Keating, 68, was found guilty Dec. 4 on 17 counts of state securities fraud. He and four others were indicted a week later by a federal grand jury on fraud, conspiracy and racketeering charges. He is free on bail pending his sentencing in state court on Feb. 7.

Under Bilby's opinion, Popofsky said, the plaintiffs are going to have to prove, in effect, that the outside professionals conspired, aided or otherwise knew that a fraud was taking place.

Arthur Andersen, Ernst & Young, the accounting firm of Deloitte & Touche and the law firm of Jones, Day, Reavis & Pogue joined in the effort to decertify the plaintiffs' class.

They claimed that small investors relied on verbal sales presentations, not on the work of professionals. The presentations were varied, the defendants argued, and each of the purchasers relied on different pitches from American Continental representatives, who sold the bonds at Lincoln branches.
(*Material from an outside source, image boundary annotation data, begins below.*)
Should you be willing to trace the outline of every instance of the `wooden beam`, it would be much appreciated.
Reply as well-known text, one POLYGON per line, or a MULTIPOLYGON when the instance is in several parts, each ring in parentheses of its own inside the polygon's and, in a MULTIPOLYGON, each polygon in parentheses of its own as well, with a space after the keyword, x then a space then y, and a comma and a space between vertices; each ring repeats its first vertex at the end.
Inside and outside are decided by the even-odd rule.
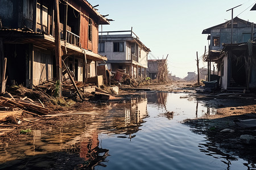
POLYGON ((62 65, 61 65, 61 48, 60 46, 60 15, 59 8, 59 0, 55 0, 55 59, 56 66, 56 77, 60 82, 60 97, 62 96, 62 65))
POLYGON ((79 92, 79 90, 77 88, 77 86, 76 86, 76 83, 74 81, 74 79, 73 79, 72 76, 71 76, 71 74, 70 73, 69 69, 67 67, 66 65, 65 64, 63 60, 62 60, 62 63, 63 64, 63 66, 65 67, 65 69, 67 70, 67 73, 68 73, 68 76, 69 76, 70 79, 71 80, 71 82, 73 83, 73 85, 75 87, 75 89, 76 90, 76 92, 77 92, 77 94, 79 95, 79 97, 80 97, 81 100, 84 100, 84 99, 82 97, 82 96, 80 94, 80 92, 79 92))
MULTIPOLYGON (((4 60, 4 52, 3 52, 3 39, 0 38, 0 71, 2 71, 2 68, 3 68, 3 60, 4 60)), ((0 72, 1 73, 1 72, 0 72)), ((2 75, 0 74, 0 80, 2 80, 2 75)))

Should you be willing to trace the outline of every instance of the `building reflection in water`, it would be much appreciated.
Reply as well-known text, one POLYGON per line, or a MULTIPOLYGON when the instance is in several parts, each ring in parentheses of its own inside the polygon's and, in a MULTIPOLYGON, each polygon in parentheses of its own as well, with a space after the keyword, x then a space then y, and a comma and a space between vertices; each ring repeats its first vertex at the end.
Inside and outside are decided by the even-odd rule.
MULTIPOLYGON (((67 151, 79 152, 80 158, 85 160, 82 167, 105 166, 102 163, 109 155, 109 150, 99 147, 98 134, 101 133, 129 135, 130 139, 135 135, 143 120, 148 116, 146 96, 123 101, 112 107, 96 121, 86 123, 85 131, 64 146, 67 151)), ((94 117, 93 118, 97 118, 94 117)))

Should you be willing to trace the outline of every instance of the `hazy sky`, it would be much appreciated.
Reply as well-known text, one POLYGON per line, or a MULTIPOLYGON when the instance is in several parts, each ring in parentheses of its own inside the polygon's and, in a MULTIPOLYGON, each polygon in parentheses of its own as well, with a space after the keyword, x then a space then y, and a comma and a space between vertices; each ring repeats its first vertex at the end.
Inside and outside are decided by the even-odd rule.
MULTIPOLYGON (((256 0, 88 0, 102 15, 114 20, 103 31, 133 31, 151 53, 149 59, 166 57, 170 73, 184 78, 188 71, 196 71, 199 56, 208 49, 207 35, 203 29, 234 18, 256 23, 256 11, 250 11, 256 0), (247 8, 246 10, 246 8, 247 8)), ((100 28, 101 31, 101 28, 100 28)), ((200 62, 199 66, 207 66, 200 62)))

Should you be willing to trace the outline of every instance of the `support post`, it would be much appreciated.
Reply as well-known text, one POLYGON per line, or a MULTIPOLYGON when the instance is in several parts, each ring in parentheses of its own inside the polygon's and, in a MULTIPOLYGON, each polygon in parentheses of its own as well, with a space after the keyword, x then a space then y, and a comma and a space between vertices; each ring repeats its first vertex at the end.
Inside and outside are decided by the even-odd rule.
POLYGON ((198 60, 197 52, 196 52, 196 65, 197 66, 197 84, 199 85, 199 60, 198 60))
POLYGON ((56 65, 57 79, 60 82, 60 97, 62 96, 62 64, 61 49, 60 46, 60 15, 59 8, 59 0, 55 0, 55 59, 56 65))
Such reliance on different representations makes a trial on common allegations of misrepresentation impossible.

Bilby issued an oral denial of the motions on Dec. 31, but his 34-page written opinion just reached lawyers recently.

The alleged fraud "was not conceived or perpetrated by the bond representatives themselves," the judge said in his opinion. "Rather they were merely conduits of information communicated to them by or with the help of defendants."

He wrote that the evidence so far tended to support allegations that there was a "whole roster of deception designed to contrive a false image" of American Continental and Lincoln.

It "would be folly to force each bond purchaser to prove the nucleus of the alleged fraud again and again," he wrote.